Merge "Fix the bug that PVQ commit broke dering" into nextgenv2
diff --git a/av1/common/blockd.h b/av1/common/blockd.h
index 24c3631..439a6b4 100644
--- a/av1/common/blockd.h
+++ b/av1/common/blockd.h
@@ -64,7 +64,7 @@
   int max_theta[PVQ_MAX_PARTITIONS];
   int qg[PVQ_MAX_PARTITIONS];
   int k[PVQ_MAX_PARTITIONS];
-  od_coeff y[OD_BSIZE_MAX * OD_BSIZE_MAX];
+  od_coeff y[OD_TXSIZE_MAX * OD_TXSIZE_MAX];
   int nb_bands;
   int off[PVQ_MAX_PARTITIONS];
   int size[PVQ_MAX_PARTITIONS];
diff --git a/av1/common/odintrin.h b/av1/common/odintrin.h
index 6700383..96131f0 100644
--- a/av1/common/odintrin.h
+++ b/av1/common/odintrin.h
@@ -37,12 +37,17 @@
 
 /*Smallest blocks are 4x4*/
 #define OD_LOG_BSIZE0 (2)
-/*There are 4 block sizes total (4x4, 8x8, 16x16 and 32x32).*/
-#define OD_NBSIZES (4)
-/*The log of the maximum length of the side of a block.*/
-#define OD_LOG_BSIZE_MAX (OD_LOG_BSIZE0 + OD_NBSIZES - 1)

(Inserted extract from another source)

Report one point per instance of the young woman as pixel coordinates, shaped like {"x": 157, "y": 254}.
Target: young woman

+/*There are 5 block sizes total (4x4, 8x8, 16x16, 32x32 and 64x64).*/
+#define OD_NBSIZES (5)
 /*The maximum length of the side of a block.*/
-#define OD_BSIZE_MAX (1 << OD_LOG_BSIZE_MAX)
+#define OD_BSIZE_MAX MAX_SB_SIZE
+
+/*There are 4 transform sizes total in AV1 (4x4, 8x8, 16x16 and 32x32).*/
+#define OD_TXSIZES TX_SIZES
+/*The log of the maximum length of the side of a transform.*/
+#define OD_LOG_TXSIZE_MAX (OD_LOG_BSIZE0 + OD_TXSIZES - 1)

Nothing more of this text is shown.